To bring things together, I want the following expression

```
Builtin.autodiffApplyJVP(f, x)
```

... to be SILGen'd to

```
%jvp = autodiff_function_extract [jvp] [order 1] %f
: <T, R> (@in_guaranteed T) -> (@out R, (@in_guaranteed T) -> @out R)
%first_result_buffer = alloc_stack $R
%second_result = apply %jvp(%first_result_buffer : $*R, %x : *T)
```

The second return of `apply %jvp`

is always direct, but the first return can be indirect.
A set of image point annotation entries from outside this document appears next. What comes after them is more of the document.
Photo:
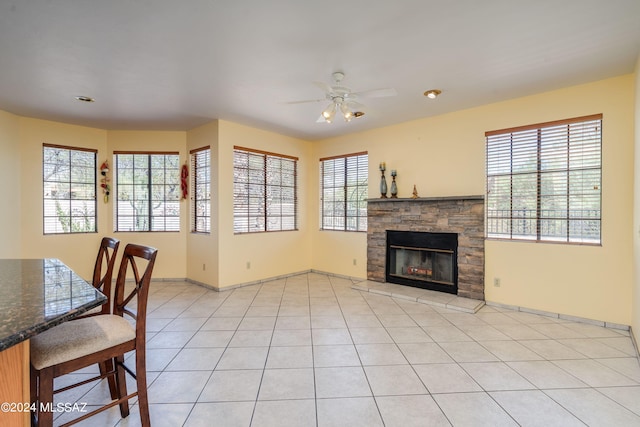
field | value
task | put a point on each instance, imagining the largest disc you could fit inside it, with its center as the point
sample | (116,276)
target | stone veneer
(462,215)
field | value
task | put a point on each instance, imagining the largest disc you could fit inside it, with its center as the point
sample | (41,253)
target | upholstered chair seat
(82,337)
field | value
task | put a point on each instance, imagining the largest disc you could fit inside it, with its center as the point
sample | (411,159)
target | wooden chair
(103,273)
(105,338)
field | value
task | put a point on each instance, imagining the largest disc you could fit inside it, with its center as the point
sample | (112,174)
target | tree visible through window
(544,181)
(264,191)
(147,191)
(344,181)
(69,183)
(201,188)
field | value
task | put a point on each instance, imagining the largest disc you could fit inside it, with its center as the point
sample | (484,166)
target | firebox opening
(423,260)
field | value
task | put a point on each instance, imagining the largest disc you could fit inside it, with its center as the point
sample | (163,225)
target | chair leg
(121,382)
(105,367)
(45,398)
(141,383)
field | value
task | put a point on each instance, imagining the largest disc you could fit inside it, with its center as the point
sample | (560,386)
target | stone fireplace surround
(457,214)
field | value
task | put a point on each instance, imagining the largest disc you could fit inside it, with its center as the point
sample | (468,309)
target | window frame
(201,181)
(261,187)
(582,165)
(149,184)
(92,199)
(346,171)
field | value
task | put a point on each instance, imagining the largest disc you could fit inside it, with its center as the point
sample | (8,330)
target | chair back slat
(134,254)
(103,269)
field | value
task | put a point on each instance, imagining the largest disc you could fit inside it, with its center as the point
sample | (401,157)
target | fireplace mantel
(425,199)
(463,215)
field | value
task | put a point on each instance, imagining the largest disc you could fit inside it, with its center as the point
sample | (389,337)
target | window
(544,181)
(264,191)
(201,187)
(147,191)
(69,184)
(344,181)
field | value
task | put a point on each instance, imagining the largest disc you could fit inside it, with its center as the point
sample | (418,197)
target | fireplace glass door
(423,260)
(428,265)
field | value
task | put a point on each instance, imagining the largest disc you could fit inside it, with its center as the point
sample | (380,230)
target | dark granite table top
(37,294)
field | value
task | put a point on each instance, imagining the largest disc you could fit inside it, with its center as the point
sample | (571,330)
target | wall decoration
(104,181)
(184,181)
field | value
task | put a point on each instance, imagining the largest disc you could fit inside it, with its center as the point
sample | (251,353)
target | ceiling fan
(342,100)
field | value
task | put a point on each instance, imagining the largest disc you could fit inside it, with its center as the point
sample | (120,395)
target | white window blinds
(544,181)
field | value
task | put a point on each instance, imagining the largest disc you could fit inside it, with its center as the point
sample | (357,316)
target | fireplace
(423,260)
(460,215)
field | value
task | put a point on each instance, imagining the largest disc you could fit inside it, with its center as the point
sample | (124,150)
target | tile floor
(309,350)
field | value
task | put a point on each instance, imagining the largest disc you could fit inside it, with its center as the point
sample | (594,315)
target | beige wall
(441,155)
(171,261)
(267,254)
(635,323)
(76,250)
(444,156)
(10,162)
(203,251)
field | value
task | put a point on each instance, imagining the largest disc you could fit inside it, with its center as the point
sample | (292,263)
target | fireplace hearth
(423,260)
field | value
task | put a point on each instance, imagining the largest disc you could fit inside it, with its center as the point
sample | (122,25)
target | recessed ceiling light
(432,93)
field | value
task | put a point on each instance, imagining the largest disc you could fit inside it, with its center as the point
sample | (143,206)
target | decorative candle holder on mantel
(394,187)
(383,182)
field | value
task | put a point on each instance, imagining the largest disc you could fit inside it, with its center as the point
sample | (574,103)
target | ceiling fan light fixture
(346,112)
(329,112)
(432,93)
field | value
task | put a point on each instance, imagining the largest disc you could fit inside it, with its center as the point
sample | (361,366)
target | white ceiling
(175,65)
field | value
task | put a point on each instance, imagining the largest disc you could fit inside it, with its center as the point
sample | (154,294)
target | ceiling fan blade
(324,87)
(306,101)
(377,93)
(353,105)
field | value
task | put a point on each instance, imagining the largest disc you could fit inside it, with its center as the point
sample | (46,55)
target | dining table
(35,295)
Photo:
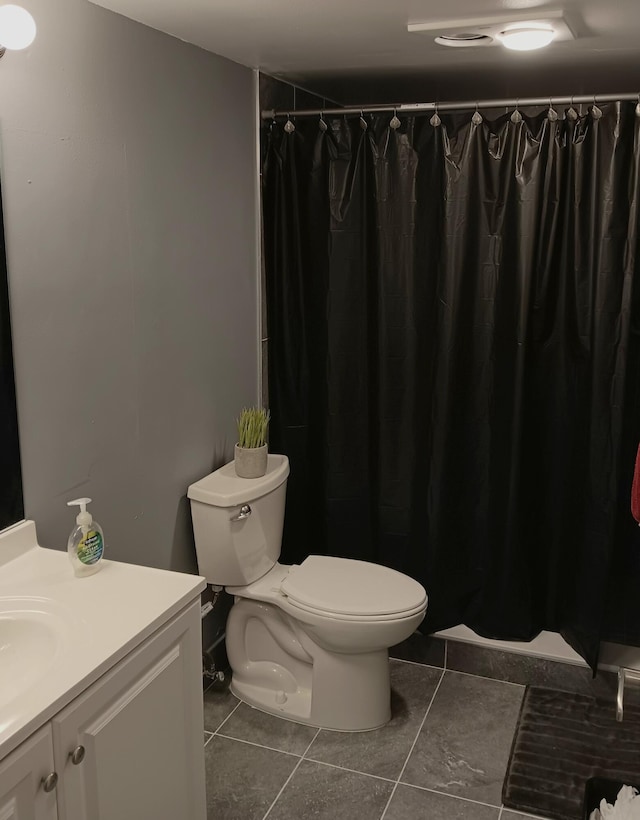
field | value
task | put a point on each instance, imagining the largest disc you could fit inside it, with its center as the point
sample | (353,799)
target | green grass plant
(253,423)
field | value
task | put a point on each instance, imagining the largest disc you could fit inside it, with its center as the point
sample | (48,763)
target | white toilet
(309,642)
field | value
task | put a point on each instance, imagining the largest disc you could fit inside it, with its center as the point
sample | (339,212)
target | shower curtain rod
(408,108)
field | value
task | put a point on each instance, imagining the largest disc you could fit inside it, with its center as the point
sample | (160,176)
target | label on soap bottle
(90,548)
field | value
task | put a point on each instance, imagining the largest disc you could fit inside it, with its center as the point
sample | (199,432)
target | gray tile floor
(443,756)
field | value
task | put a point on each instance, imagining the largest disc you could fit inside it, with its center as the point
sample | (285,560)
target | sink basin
(32,635)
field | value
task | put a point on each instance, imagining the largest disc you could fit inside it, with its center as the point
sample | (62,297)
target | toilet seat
(347,589)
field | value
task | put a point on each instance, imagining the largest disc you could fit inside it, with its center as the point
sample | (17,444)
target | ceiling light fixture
(526,38)
(17,28)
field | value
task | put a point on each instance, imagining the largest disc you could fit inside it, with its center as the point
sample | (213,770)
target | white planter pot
(251,462)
I sent out PR #21307 that uses `SILGenFunction::getBufferForExprResult`

and `SILGenFunction::manageBufferForExprResult`

. I noticed that the visiter has to return a single `ManagedValue`

, so I allocated a buffer for the entire return tuple, and stored the second return value to the 2nd element address, even if the second tuple element does not need to be indirectly passed. The code seems to be inefficient, and even the optimizer didn't eliminate the store of the function value into the buffer.

```
%7 = autodiff_function_extract [jvp] [order 1] %1 : $@autodiff @noescape @callee_guaranteed (@in_guaranteed T) -> @out U // user: %10
%8 = alloc_stack $(U, @callee_guaranteed (@in_guaranteed T) -> @out U.TangentVector) // users: %17, %14, %13, %11, %9
%9 = tuple_element_addr %8 : $*(U, @callee_guaranteed (@in_guaranteed T) -> @out U.TangentVector), 0 // user: %10
%10 = apply %7(%9, %5) : $@noescape @callee_guaranteed (@in_guaranteed T) -> (@out U, @owned @callee_guaranteed (@in_guaranteed T) -> @out U.TangentVector) // user: %12
%11 = tuple_element_addr %8 : $*(U, @callee_guaranteed (@in_guaranteed T) -> @out U.TangentVector), 1 // user: %12
store %10 to [init] %11 : $*@callee_guaranteed (@in_guaranteed T) -> @out U.TangentVector // id: %12
%13 = tuple_element_addr %8 : $*(U, @callee_guaranteed (@in_guaranteed T) -> @out U.TangentVector), 0 // user: %16
%14 = tuple_element_addr %8 : $*(U, @callee_guaranteed (@in_guaranteed T) -> @out U.TangentVector), 1 // user: %15
%15 = load [take] %14 : $*@callee_guaranteed (@in_guaranteed T) -> @out U.TangentVector // user: %20
```

Is there a way to improve this solution so that we will not have to allocate a buffer for the subset of expr results (when the expr returns a tuple) that do not need to be passed indirectly?